The phone beside her started to ring. She and the other thirty-eight people in the room had no doubt who was on the other end. She gritted her teeth and remained calm. This was not going to happen on her watch.
Chapter Five
T-minus 10:22:48:17
“Don’t answer that, baby.”
The woman under her grabbed Kenner tightly and pulled her down for another searing kiss. It was good. No, it was better than good, but when had the voice of the mystery woman turned from sultry to irritating? It must have been the fourth or fifth cocktail that had changed Kenner’s sense of hearing. The words of a country song floated through her head—something about how all the girls get prettier at closing time. It was obviously true that the same could be said about the number of cocktails. But that was hours ago and both had worn off.
In one respect, Kenner didn’t want to get up and find her pants and phone.
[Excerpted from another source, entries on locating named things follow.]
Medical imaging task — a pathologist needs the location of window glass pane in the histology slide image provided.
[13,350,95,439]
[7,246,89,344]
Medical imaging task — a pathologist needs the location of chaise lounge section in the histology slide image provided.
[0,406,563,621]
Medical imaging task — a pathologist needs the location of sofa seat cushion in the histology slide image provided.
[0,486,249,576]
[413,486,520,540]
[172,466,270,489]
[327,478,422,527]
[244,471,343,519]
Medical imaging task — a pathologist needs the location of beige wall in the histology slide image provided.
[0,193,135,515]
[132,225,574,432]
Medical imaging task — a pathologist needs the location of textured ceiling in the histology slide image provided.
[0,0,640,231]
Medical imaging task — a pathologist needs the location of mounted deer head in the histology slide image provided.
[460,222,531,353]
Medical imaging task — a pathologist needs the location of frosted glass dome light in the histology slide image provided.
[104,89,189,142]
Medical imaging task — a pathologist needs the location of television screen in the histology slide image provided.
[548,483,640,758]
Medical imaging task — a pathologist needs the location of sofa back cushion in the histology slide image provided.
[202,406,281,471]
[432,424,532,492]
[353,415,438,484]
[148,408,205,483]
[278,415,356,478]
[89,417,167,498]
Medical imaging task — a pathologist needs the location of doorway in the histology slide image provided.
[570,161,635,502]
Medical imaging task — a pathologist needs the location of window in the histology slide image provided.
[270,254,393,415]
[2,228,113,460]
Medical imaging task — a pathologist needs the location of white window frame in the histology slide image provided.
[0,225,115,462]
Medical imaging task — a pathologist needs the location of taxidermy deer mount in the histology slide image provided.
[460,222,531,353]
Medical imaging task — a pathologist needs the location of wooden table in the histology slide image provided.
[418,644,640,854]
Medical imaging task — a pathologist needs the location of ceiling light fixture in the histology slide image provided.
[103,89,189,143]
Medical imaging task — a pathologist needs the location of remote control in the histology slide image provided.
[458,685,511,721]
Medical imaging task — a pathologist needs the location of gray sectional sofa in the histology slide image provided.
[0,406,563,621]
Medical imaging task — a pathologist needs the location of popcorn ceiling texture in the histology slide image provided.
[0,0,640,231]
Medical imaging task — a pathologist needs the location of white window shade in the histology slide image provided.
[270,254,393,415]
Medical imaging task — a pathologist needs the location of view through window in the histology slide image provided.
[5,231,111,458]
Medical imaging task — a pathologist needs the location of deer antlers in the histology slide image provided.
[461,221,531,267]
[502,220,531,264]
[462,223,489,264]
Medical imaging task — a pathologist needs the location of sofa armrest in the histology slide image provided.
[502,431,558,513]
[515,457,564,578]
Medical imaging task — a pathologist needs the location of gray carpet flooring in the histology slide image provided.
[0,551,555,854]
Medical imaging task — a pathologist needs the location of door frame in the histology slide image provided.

The opportunity to silence the woman either with her own mouth or put the woman’s mouth to other uses was tempting. She d
efinitely knew what to do with her lips and tongue and even her teeth, and Kenner’s clit started throbbing again just thinking about it. But answering the call would give her an excellent exit opportunity. The night and this woman had turned out exactly how she’d envisioned it. But it was time to go.
“I’m sorry, Cheri. I have to. I don’t have a choice,” Kenner replied in fluid French. Digging her phone out of her back pocket, she glanced at the readout. It was a U.S. area code, but she didn’t recognize the number.
“Kenner,” she said abruptly, her standard greeting.
“Kenner Hutchings?”
The sound on the other end of the line had some static, but it was coming from halfway around the world. “Yes,” she replied. She wanted to add “and who’s this” but thought it might thwart her ability use the call as a means to escape.
“Ms. Hutchings, my name is Andrea Finley. I’m the flight director at NASA for the space shuttle Explorer.”
Kenner shook her head, trying to encourage the wheels of recognition of what the woman said to start turning. Several things the woman said were familiar, but she was having a hard time lining them all up in the right order.
“How did you get this number?”
“Ms. Hutchings, that doesn’t matter right now.”
“Yes, it does, and unless you tell me right now where you got this number, I’m hanging up and will not pick up again.” Kenner heard what she could only describe as an exasperated sigh. What did she say her name was again? Mandy? What the hell. It didn’t matter.
“Roosevelt Poplar.”
Kenner didn’t know if she should be surprised or pissed. Her boss at the Quantum Group liked to name-drop and used every opportunity to flaunt the brains inside his organization. Kenner couldn’t stand the politics and politicking that went on at his level. Obviously Rooster, as his employees called him—though only behind his back—had dropped her name in a circle she didn’t socialize in.